Our Bristol Britannia airliner, Charlie Fox, has an important connection with Liverpool. The airline that it flew with, British Eagle, had a base at Liverpool Speke Airport from 1964 to 1968, and Britannias, including Charlie Fox, were regularly seen on the apron and on maintenance in the hangar.
Starways started at Speke in 1948 as a charter operation, but expanded during the 1950s to fly summer holiday flights to the South of France using DC-3 Dakotas. They later acquired larger DC-4 Skymasters, and operated a scheduled service from Liverpool to London. By 1963 the airline was struggling, after negotiations was acquired by British Eagle, forming a new company on 31st December 1963 - British Eagle International (Liverpool) Ltd.
The new company was a major expansion for British Eagle, as it gave it a network of regional scheduled services in the North West as well as several local tour operators. What was a struggling local employer now had the support of a large national airline.

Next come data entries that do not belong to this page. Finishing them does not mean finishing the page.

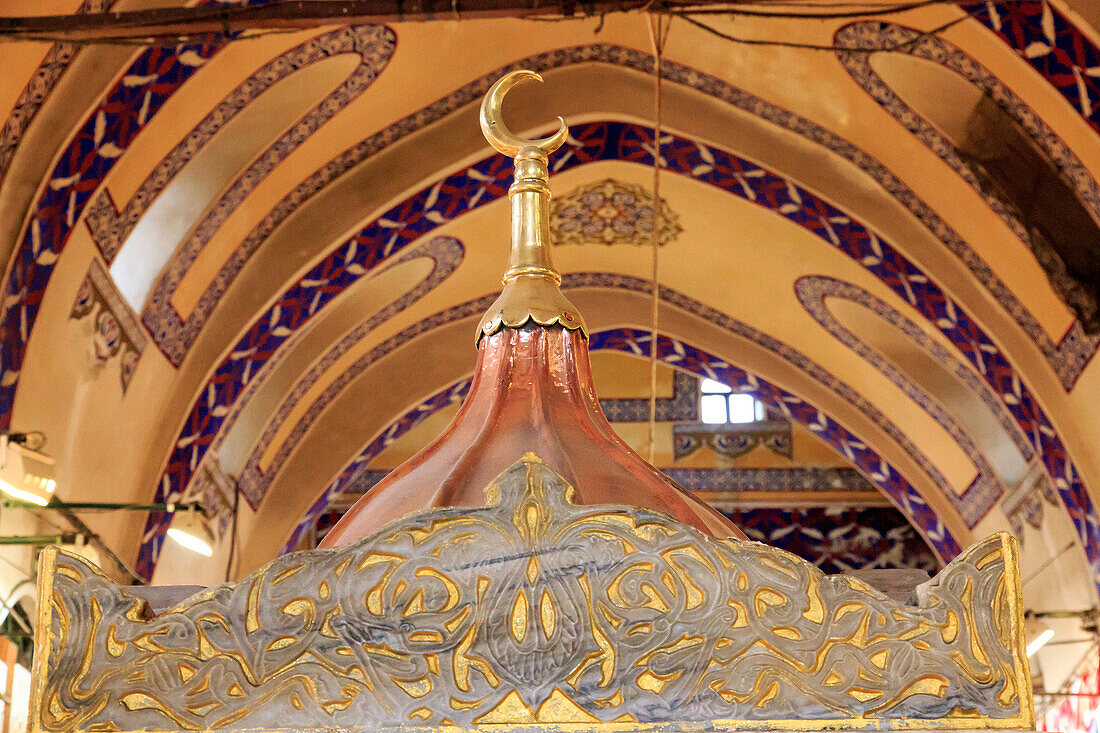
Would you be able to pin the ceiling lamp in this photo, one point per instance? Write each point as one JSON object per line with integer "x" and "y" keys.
{"x": 189, "y": 529}
{"x": 25, "y": 474}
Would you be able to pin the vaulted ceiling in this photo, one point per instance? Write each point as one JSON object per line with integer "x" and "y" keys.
{"x": 261, "y": 262}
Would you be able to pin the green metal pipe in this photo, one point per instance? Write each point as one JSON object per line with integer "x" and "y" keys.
{"x": 39, "y": 539}
{"x": 14, "y": 503}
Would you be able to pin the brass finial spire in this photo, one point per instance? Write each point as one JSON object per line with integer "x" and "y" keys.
{"x": 531, "y": 291}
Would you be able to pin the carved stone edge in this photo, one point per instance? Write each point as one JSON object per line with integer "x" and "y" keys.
{"x": 44, "y": 643}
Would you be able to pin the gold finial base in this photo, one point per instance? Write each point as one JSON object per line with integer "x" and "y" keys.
{"x": 531, "y": 292}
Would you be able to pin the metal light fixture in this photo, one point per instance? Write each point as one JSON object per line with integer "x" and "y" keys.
{"x": 189, "y": 529}
{"x": 25, "y": 474}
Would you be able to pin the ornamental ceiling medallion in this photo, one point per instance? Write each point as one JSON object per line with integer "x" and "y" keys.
{"x": 611, "y": 212}
{"x": 529, "y": 571}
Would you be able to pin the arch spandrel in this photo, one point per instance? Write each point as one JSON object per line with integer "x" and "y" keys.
{"x": 811, "y": 151}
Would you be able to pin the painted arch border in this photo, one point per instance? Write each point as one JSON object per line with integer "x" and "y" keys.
{"x": 162, "y": 69}
{"x": 683, "y": 356}
{"x": 415, "y": 218}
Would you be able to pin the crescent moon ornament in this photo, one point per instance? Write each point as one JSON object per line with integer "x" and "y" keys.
{"x": 497, "y": 133}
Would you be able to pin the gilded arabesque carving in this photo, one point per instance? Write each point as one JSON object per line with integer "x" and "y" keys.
{"x": 534, "y": 610}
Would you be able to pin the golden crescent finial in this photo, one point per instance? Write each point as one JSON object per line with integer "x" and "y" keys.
{"x": 497, "y": 133}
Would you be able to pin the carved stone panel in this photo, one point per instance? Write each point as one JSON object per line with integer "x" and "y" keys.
{"x": 536, "y": 611}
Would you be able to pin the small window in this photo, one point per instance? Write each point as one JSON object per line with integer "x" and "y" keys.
{"x": 719, "y": 404}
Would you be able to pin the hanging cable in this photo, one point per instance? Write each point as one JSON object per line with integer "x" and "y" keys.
{"x": 659, "y": 24}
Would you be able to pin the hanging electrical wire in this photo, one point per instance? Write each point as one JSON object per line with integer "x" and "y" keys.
{"x": 224, "y": 23}
{"x": 659, "y": 24}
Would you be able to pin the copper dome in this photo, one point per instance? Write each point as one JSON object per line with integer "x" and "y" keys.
{"x": 532, "y": 389}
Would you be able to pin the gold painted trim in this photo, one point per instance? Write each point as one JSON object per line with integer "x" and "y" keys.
{"x": 43, "y": 636}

A maintenance base was set up in Number 1 Hangar at Speke, which is now the David Lloyd fitness centre, and domestic and international services from Liverpool were improved and expanded. Over 400 people were employed in the maintenance department alone. On the first operational day of the new company, 1st January 1964, a Britannia was used on the Liverpool to London service. There was a great improvement in comfort for passengers, and it was half an hour faster than the Dakotas that had previously been used on this route.
Two weeks after the formation of the Liverpool company, British Eagle added another Britannia to its fleet - namely Charlie Fox, which is now being restored on the apron at Speke. It became the first Britannia to be converted to carry cargo, by the addition of large freight door and a strengthened floor. This was done at Heathrow, but later conversions were done in the hangar at Speke. The conversion meant that it could carry either 132 passengers or 16,500 kg of freight, or a combination of both. The conversion was finished in July 1964, and Charlie Fox made its first visit to Liverpool on 4th August 1964, with the name 'New Frontier' proudly painted on its nose. This configuration made ideal for the Minstry of Defence (MoD) contract to transport staff and equipment from the UK to the missile range at Woomera in Australia.
British Eagle went into financial difficulties at the end of 1968, and ceased operations. Over its four years of operations at Liverpool, it played a significant part in the development of facilities at the airport, including a runway extension in 1966, and introduced a higher standard of comfort in air travel nationally. Many local celebrities flew from Liverpool Speke by British Eagle, including the Beatles, and the then Liverpool mayor, Ethel Wormald.
This was not the end of the story for Charlie Fox and Liverpool. After the demise of British Eagle, Charlie Fox was the first of several Britannia sold to Monarch Airlines, which was formed in 1967 as the charter airline division of tour operator Cosmos. Monarch resumed the MoD Woomera contract, but Charlie Fox was used on other charters when available. It visited Liverpool on several occasions between 1970 and 1979, with Monarch and later Invicta, transporting components for the Ford Motor Company.
Charlie Fox made its last flight in 1980, and was stored in sections at various locations until 2007, when it joined the growing band of preserved aircraft on the historic apron next to the former terminal building, now the Crowne Plaza Hotel.